US 12,475,126 B1
Departmental allocation of query processing
Michael G. Coutts, San Diego, CA (US); Douglas P. Brown, Rancho Santa Fe, CA (US); and David Doyle Gilbreath, Escondido, CA (US)
Assigned to Teradata US, Inc., San Diego, CA (US)
Filed by Teradata US, Inc, San Diego, CA (US)
Filed on Sep. 30, 2024, as Appl. No. 18/902,262.
Int. Cl. G06F 15/16 (2006.01); G06F 16/2453 (2019.01)
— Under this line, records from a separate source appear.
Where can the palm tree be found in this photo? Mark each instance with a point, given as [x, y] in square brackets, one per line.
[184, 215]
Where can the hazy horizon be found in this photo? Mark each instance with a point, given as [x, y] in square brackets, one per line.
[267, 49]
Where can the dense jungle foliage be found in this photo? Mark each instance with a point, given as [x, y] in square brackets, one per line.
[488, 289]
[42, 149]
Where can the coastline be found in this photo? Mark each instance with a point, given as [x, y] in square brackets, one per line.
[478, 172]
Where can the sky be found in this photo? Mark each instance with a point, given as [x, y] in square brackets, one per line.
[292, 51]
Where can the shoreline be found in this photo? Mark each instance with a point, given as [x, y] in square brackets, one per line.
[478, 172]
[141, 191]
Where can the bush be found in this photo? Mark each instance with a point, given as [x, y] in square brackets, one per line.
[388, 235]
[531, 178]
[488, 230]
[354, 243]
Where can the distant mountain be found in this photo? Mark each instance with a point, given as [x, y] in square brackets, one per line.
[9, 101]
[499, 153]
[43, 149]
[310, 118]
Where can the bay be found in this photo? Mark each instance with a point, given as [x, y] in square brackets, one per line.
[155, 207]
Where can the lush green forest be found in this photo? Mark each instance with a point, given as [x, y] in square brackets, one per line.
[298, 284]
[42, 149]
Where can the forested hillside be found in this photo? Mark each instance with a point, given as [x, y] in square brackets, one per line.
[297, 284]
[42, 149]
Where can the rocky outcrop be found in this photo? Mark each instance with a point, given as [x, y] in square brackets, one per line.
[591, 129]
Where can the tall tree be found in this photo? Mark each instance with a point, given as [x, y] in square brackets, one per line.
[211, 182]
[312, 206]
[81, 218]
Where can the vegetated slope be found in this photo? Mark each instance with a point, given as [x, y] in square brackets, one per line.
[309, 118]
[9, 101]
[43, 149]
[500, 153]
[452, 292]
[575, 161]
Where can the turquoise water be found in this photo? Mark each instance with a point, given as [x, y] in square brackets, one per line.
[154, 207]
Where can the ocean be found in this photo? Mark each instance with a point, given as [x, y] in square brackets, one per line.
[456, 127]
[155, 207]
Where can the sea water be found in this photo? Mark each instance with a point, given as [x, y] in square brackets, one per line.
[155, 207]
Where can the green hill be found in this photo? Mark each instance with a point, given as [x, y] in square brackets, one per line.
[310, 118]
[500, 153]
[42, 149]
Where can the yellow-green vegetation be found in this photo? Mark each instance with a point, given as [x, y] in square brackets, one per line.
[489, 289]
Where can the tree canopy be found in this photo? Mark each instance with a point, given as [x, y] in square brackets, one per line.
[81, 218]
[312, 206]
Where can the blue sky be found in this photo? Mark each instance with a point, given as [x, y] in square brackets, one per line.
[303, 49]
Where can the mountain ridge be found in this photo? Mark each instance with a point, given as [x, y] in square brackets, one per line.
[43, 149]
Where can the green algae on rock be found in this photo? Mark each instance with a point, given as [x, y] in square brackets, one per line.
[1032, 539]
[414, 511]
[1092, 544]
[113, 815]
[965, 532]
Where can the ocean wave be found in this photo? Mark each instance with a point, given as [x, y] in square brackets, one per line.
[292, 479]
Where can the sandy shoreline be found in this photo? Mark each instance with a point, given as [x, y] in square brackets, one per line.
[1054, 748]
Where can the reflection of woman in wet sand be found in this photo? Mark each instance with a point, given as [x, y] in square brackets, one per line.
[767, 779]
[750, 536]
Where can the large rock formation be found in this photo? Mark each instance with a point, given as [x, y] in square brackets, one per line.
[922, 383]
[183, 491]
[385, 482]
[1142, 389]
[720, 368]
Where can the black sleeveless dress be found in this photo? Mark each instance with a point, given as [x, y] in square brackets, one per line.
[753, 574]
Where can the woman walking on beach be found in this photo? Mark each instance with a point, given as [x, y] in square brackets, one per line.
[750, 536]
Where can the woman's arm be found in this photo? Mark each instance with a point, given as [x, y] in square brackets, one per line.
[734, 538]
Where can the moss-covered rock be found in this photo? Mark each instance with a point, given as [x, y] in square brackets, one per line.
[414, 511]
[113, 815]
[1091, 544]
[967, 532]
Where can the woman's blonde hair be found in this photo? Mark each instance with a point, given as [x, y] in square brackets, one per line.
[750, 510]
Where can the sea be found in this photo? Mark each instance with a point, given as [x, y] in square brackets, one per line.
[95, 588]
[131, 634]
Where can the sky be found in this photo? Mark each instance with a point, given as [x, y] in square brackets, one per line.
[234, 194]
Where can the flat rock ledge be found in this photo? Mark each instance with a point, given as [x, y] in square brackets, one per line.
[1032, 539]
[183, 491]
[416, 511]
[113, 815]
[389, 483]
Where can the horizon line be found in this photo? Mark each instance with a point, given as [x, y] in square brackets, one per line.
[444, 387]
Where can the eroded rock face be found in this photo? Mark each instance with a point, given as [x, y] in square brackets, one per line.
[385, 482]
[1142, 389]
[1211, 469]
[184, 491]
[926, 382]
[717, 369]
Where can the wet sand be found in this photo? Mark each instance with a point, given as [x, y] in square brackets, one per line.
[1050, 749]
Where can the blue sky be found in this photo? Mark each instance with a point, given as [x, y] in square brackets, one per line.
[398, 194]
CPC G06F 16/24545 (2019.01) 20 Claims
OG exemplary drawing
 
1. A method comprising:
executing, by a plurality of compute groups, a cloud based enterprise data warehouse (CBEDW) for an enterprise as a plurality of processes,
wherein at least one of the compute groups is cloud based,
wherein each compute group comprises one or more compute clusters, including a primary compute cluster and a plurality of secondary compute clusters,
wherein each compute cluster comprises one or more nodes,
wherein each node comprises at least one computer processor and a memory,
wherein the plurality of processes stores data on a data storage,
wherein at least a portion of the data storage is cloud based,
wherein the enterprise comprises a plurality of departments,
wherein at least some of the plurality of departments has control of a respective one or more the plurality of secondary compute clusters,
wherein the data storage is segmented into departmental portions and wherein at least some of the plurality of departments that have control of one or more of the plurality of secondary compute clusters has control of a respective departmental portion of the data storage, and
executing, by at least one of the plurality of processes, a database system;
receiving a query by the database system, wherein the query recites one or more query-recited tables, wherein each of the query-recited tables is stored in a respective departmental portion of the data storage;
analyzing the query by the database system to determine the resources required to execute the query by:
identifying the department that issued the query (the “source department”) and identifying the one or more secondary compute clusters controlled by the source department as a resource required to execute the query;
identifying the query-recited tables and determining the department by which each of the query-recited tables is controlled by:
accessing a database-level data dictionary that identifies tables in the database system, which department controls each table, and which departments have access to each table,
identifying the departmental portion of the data storage for each department that controls a query-recited table as a resource required to execute the query, and
identifying the secondary compute clusters controlled by each department that controls a query-recited table as a resource required to execute the query;
determining, by the database system, that the resources required to execute the query are controlled by more than one department: the source department and one or more accessed departments;
for each accessed department:
determining, by the database system, a first-strategy cost of a first strategy for processing the accessed department's portion of the query, wherein in the first strategy the query is re-written to have an accessed-department sub-query to be performed using the resources controlled by the accessed department to produce an accessed-department intermediate result set and a source-department sub-query to be performed using the resources controlled by the source department to incorporate the accessed-department intermediate result into a query result set, and
determining, by the database system, a second-strategy cost of a second strategy for processing the accessed department's portion of the query, wherein in the second strategy the query is executed by the one or more secondary compute clusters controlled by the source department to produce the query result set,
wherein determining the cost includes:
preparing, by the database system, a query execution plan,
determining the cost of the resources, and
considering whether data controlled by the accessed department is not accessible except to the accessed department;
for at least one of the accessed departments, choosing, by the database system, the first strategy because the first-strategy cost is lower than the second-strategy cost, and
for the accessed departments for which the first strategy was chosen, processing a portion of the query to be performed using resources controlled by the accessed department using the chosen first strategy to produce the accessed-department intermediate result set;
processing the query, by the secondary compute cluster controlled by the source department, the query incorporating the one or more accessed-department intermediate result sets from the one or more accessed departments, to produce a result set.